Wenn heute Einer von Purpose redet, dann horcht im Vorstandsmeeting jeder auf. Purpose, das ist Ausdruck von dringlicher werdenden Fragen nach Sinn und Zweck einer Unternehmung – aber nichts bahnbrechend Neues. Was dann?

Als der sogenannte Business Roundtable, der weltweit wichtigste Verband von Unternehmenslenkern, im August feierlich verkündete, fortan nicht mehr bloß den Shareholder-, sondern den Stakeholder-Value zum Primat unternehmerischen Handelns zu erheben, erreichte die steile Karriere des »Purpose« ihren vorläufigen Höhepunkt: Alle machen jetzt Purpose. In ihrer reichlich wolkigen Erklärung sprachen die 181 CEOs sodann auch davon, nicht weniger als den Purpose, also den Zweck, eines Unternehmens zu redefinieren. Man könnte beinahe glauben: Ab sofort schlägt Purpose Rendite. Ab sofort machen alle alles für alle Stakeholder. Und für die Umwelt sowieso. 2019, ein zweiter Summer of Love. Die Wahrheit ist: Die Erklärung des Business Roundtable ist allen voran eine zähneknirschende Konzession an den Zeitgeist, an jüngere, hochqualifizierte Generationen, die die Frage nach dem »Warum« stellen und die sich mit eindimensionalem Wachstum um jeden Preis als Antwort auf diese Frage nicht mehr identifizieren können und wollen. Das von Seiten des Business Roundtables ausgerufene Purpose-Primat erfolgt fraglos unter dem Druck der Märkte und ist doch auch Ausdruck eines sich verschiebenden globalen Bewusstseins, Ausdruck von dringlicher werdenden Fragen nach Sinn und Zweck. Doch am Anfang steht vor allem eine Frage: Purpose, was ist das eigentlich?

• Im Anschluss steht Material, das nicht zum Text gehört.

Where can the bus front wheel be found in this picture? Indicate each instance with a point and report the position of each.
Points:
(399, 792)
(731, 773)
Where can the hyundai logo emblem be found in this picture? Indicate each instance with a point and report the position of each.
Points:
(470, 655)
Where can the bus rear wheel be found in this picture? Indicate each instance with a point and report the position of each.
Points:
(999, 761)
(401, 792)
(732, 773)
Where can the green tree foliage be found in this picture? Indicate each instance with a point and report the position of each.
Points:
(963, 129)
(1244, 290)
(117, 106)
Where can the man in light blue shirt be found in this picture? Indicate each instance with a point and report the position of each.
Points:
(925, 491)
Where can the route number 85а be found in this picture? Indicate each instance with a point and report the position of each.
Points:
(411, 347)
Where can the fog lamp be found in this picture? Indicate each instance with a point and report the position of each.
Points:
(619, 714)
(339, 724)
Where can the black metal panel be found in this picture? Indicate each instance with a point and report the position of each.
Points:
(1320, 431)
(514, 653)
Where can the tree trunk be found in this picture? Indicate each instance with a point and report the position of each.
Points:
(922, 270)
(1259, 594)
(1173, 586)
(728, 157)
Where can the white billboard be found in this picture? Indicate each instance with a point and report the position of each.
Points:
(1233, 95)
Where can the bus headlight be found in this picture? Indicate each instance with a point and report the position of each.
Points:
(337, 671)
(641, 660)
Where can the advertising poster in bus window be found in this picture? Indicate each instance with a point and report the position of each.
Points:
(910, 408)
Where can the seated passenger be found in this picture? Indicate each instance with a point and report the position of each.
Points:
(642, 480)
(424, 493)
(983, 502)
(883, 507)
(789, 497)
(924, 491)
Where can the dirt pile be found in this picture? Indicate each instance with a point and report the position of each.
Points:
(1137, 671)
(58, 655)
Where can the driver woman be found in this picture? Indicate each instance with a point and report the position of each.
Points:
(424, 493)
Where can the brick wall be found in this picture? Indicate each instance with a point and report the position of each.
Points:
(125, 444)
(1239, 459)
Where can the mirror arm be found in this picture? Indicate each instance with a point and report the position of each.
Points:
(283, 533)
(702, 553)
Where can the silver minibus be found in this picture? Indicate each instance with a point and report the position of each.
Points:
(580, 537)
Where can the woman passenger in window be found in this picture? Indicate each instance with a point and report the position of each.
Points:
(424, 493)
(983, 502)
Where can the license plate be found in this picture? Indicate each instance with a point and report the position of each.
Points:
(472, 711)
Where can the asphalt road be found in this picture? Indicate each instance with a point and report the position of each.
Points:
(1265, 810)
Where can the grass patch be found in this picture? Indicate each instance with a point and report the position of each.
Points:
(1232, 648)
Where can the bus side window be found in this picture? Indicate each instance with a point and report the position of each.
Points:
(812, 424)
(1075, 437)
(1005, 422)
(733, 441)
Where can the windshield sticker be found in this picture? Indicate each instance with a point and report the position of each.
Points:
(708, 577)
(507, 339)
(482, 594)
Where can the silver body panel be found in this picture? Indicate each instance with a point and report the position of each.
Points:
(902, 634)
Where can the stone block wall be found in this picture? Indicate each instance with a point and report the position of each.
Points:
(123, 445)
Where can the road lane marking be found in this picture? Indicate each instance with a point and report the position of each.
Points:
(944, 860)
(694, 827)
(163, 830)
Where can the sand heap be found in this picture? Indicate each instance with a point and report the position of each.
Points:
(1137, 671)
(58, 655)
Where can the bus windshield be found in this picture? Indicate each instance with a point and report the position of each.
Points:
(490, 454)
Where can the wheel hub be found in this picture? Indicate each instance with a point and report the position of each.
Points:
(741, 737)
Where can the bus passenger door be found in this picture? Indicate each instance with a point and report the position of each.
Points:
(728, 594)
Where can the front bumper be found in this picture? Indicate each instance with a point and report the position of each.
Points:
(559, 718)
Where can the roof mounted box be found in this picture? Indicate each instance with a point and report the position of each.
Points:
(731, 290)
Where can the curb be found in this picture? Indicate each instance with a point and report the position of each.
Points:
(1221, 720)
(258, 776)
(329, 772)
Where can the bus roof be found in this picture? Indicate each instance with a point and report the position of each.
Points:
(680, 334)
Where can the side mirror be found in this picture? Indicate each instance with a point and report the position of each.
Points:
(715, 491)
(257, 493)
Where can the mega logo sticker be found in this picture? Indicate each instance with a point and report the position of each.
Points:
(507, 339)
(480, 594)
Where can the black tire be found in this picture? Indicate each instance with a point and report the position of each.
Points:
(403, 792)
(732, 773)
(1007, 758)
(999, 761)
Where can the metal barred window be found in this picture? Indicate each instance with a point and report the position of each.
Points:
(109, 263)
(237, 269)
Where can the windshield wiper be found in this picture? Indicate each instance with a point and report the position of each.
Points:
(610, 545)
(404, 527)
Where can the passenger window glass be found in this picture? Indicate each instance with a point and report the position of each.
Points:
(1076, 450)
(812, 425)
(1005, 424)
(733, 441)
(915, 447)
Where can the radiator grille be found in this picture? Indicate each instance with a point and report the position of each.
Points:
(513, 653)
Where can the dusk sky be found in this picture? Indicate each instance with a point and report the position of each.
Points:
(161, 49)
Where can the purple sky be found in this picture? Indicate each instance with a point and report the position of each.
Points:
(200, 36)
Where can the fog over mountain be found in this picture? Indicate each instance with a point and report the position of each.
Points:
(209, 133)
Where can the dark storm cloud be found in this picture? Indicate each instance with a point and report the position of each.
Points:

Purpose ist alter Wein in neuen Schläuchen

CEOs und Beraterheerscharen führen die Diskussion um Purpose mit beinahe religiösem Eifer. Der weihevolle Impetus, mit dem mancher vom Purpose schwadroniert, den es nun zu finden, zu erzeugen oder herzuzaubern gelte, lässt den Zuhörer glauben, es handele sich um eine bahnbrechende Neuentdeckung, eine wissenschaftliche Sensation oder dergleichen: Simsalabim, wir haben den Purpose entdeckt. Eine intellektuelle Farce, wenn man bedenkt das beispielsweise Reinhard Sprenger 1991 in seinem Buch »Mythos Motivation« genau das beschreibt und benennt, was heute unter Purpose firmiert, wenn man bedenkt, was Daniel Pink in seinem Buch »Drive« ausführt. Selbst Simon Sineks famoses »Start with why« feiert in diesem Jahr seinen zehnten Geburtstag. Purpose, das ist sehr alter Wein in neuen Schläuchen. Oder um es in Anlehnung an den Film »Good Will Hunting« zu sagen: Das Fachwissen über Purpose lässt sich in jeder besseren Leihbibliothek erwerben.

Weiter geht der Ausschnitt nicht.